Q1.What is a Decision Tree, and how does it work in the context of classification?
Ans:-

A Decision Tree is a supervised machine learning algorithm used for classification and regression. It makes decisions by splitting data into smaller subsets based on feature values.

How it Works in Classification

 * The dataset starts at the root node.

 * The algorithm selects the best feature to split the data.

* Data is divided into branches based on feature conditions.

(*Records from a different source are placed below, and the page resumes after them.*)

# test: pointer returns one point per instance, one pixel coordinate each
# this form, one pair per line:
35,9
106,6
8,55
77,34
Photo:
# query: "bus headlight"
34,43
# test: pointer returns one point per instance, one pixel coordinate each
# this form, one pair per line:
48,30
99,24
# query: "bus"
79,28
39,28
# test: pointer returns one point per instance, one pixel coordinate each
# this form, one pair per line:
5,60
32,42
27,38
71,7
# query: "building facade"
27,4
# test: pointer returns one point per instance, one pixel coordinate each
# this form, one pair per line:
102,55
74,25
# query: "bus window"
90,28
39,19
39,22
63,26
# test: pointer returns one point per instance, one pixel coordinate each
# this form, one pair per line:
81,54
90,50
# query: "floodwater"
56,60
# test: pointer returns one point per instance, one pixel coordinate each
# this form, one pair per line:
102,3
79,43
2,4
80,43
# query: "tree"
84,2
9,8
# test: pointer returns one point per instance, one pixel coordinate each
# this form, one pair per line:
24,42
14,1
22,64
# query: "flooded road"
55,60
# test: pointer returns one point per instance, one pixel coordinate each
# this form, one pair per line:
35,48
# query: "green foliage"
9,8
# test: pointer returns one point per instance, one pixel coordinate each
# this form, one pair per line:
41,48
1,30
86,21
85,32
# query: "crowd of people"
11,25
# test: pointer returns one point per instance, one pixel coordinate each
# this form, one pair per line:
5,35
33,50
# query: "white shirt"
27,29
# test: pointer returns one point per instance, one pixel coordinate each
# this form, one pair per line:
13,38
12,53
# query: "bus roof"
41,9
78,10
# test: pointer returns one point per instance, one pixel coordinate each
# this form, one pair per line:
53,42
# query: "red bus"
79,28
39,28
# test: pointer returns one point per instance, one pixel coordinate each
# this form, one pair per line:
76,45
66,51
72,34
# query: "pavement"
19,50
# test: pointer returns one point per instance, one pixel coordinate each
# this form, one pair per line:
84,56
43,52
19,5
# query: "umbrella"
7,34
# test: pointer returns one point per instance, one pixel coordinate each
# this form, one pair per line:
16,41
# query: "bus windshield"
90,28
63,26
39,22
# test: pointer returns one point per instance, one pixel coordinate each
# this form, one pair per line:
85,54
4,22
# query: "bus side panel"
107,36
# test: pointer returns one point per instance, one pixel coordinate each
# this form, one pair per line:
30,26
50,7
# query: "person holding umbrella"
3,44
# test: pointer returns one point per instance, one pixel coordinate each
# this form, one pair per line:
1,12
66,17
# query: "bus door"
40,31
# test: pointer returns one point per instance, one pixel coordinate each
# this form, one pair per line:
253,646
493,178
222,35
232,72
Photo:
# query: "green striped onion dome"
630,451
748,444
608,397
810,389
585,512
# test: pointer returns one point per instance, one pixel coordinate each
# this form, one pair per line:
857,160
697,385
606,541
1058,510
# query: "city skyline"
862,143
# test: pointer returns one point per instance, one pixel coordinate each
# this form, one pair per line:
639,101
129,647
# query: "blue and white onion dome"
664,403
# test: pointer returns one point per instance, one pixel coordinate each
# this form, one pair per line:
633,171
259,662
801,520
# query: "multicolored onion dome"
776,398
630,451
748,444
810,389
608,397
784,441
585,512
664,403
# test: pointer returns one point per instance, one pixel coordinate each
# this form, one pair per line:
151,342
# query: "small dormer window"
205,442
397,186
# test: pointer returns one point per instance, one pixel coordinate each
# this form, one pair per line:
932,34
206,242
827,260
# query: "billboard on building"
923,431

* This process continues recursively.

 * Final nodes are called leaf nodes, which represent class labels.

Example:

In the Iris dataset, the model may split data based on:

* Petal length

* Petal width

If petal length < certain value → Class A
Else → further split → Class B or C
___
Q2.Explain the concepts of Gini Impurity and Entropy as impurity measures. How do they impact the splits in a Decision Tree?

Ans:-

Decision Trees use impurity measures to decide the best split.

**Gini Impurity**

 * Measures how often a randomly chosen element would be incorrectly classified.

 * Lower Gini value means better purity.

 * Faster to compute.

* Default in sklearn DecisionTreeClassifier.

**Entropy**

* Measures randomness or disorder in data.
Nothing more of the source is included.